3. Better identification of hereditary cancer syndromes

A number of genetic mutations — such as BRCA1 and BRCA2 — are already known to increase a person’s risk of developing certain cancers, including breast cancer. But now, next-generation gene sequencing techniques are helping researchers identify other hereditary cancer syndromes that can put people at risk.

“We always knew there were certain families with strong histories of cancer,” says Litton, a medical oncologist who specializes in breast cancer genetics. “But by analyzing blood and saliva, we can reach out to other family members earlier – both to provide preventive care through enhanced screenings and to identify existing cancers.”

4. An oral option for targeted therapy

Until recently, PARP inhibitors were used primarily to treat ovarian cancer. They work by preventing damaged cancer cells with specific genetic mutations from repairing themselves. Today, this targeted therapy is being used to treat breast cancer successfully, too.

“DNA has multiple ways to repair itself,” explains Litton. “So, when someone has a genetic mutation that closes one pathway, their DNA uses another one instead. PARP inhibitors block those escape routes, so cancer cells can’t grow and divide.”

Breast cancer is linked to fewer mutations than ovarian cancers, Litton notes, but PARP inhibitors can still exploit them. Two Phase III clinical trials are currently underway comparing PARP inhibitors to standard-of-care chemotherapy. The OlympiAD trial evaluated olaparib and the EMBRACA trial, led by Litton, evaluated talazoparib. Both trials showed improvements in progression-free survival for patients with an inherited BRCA gene mutation and metastatic breast cancer. Both studies also showed overall improvements in quality of life in patients who received these oral drugs, as opposed to those patients who received chemotherapy. 

“It’s fantastic that patients now have an oral option in this class of drugs,” says Litton. “We’re exploring some very promising combinations in clinical trials that try to create a BRCA-like environment for PARP inhibitors to work, even in women who don’t have the targeted mutations. Early results indicate that some patients will still have a complete response: meaning no cancer can be found in their breasts at the time of surgery.”

5. New drug combination makes estrogen-blocking agents more effective

Patients with HR+ — or hormone receptor-positive — breast cancers are often prescribed estrogen-reducing agents such as letrozole and anastrozole to starve the tumors. Now, studies show that those patients do even better when hormone therapy is combined with CDK4/6 inhibitors, which prevent cancer cells from dividing.
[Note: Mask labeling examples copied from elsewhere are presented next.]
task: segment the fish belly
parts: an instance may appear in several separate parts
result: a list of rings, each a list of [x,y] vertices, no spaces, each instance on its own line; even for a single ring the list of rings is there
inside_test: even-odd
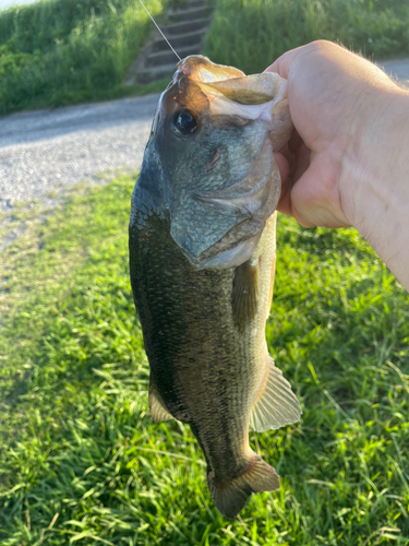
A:
[[[194,270],[155,214],[130,238],[151,391],[165,413],[190,424],[208,464],[210,492],[228,517],[251,492],[279,486],[275,471],[249,447],[250,413],[266,367],[275,217],[268,227],[257,247],[265,256],[254,257],[256,309],[245,324],[238,324],[232,306],[236,269]]]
“Three different CDK4/6 inhibitors have been approved by the U.S. Food & Drug Administration: abemaciclib, palbociclib and ribociclib,” says Damodaran, a medical oncologist who specializes in breast cancer. “When combined with hormone therapy, all three CDK4/6 inhibitors have shown immense improvement in progression-free survival in patients with stage IV breast cancer. So, this has become the standard of care in nearly all metastatic HR+ breast cancer patients for first-line treatment. It’s a big change in how we treat breast cancer.”

6. The next generation of monoclonal antibodies

Trastuzimab (Herceptin) is a monoclonal antibody that has been used to treat HER2+ breast cancer patients since the 1990s. It works by targeting the HER2 receptor, preventing cancer growth. Some breast cancers express too much HER2 protein, triggering the cells to multiply very rapidly.
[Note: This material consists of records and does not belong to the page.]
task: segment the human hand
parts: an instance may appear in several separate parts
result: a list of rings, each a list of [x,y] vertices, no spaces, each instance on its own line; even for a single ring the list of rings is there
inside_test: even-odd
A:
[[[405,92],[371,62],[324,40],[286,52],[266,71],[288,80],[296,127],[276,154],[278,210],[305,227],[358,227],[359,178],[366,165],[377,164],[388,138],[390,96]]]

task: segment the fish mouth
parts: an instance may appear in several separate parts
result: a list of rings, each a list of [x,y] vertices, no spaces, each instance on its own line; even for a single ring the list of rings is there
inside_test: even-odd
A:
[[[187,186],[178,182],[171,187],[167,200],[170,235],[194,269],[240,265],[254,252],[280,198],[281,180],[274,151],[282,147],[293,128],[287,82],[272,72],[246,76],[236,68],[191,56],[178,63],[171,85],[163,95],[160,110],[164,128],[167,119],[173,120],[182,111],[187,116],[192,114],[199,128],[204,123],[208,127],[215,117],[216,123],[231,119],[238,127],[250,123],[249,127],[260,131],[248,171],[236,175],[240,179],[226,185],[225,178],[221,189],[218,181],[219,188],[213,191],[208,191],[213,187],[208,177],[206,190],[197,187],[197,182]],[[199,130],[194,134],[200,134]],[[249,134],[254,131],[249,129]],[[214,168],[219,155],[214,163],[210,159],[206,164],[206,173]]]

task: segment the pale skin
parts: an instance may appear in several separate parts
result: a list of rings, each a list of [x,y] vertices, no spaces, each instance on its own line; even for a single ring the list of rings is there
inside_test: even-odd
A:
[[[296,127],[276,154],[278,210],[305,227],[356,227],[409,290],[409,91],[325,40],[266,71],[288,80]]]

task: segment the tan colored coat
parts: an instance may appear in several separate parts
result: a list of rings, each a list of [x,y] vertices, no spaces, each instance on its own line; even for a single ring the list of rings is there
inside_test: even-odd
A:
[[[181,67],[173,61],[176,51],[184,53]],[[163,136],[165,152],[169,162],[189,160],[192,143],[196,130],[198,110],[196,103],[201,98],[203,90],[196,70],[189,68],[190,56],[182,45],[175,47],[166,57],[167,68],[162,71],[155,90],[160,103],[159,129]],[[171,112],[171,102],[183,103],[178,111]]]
Other monoclonal antibodies (such as pertruzimab/Perjeta) have since been developed. Today, this targeted therapy has gotten even more advanced. T-DM1 (Kadycla), an antibody-drug combination, has been approved for use in the treatment of HER2+ breast cancers. Antibody-drug combinations work like a “smart bomb,” delivering chemotherapy directly to cancer cells by attaching to their HER2+ receptors.

“Targeted therapies have transformed our approach to HER2+ breast cancers, and offer an opportunity to cure stage IV breast cancer in certain patients,” says Damodaran. “So, monoclonal antibodies have been a big game-changer.”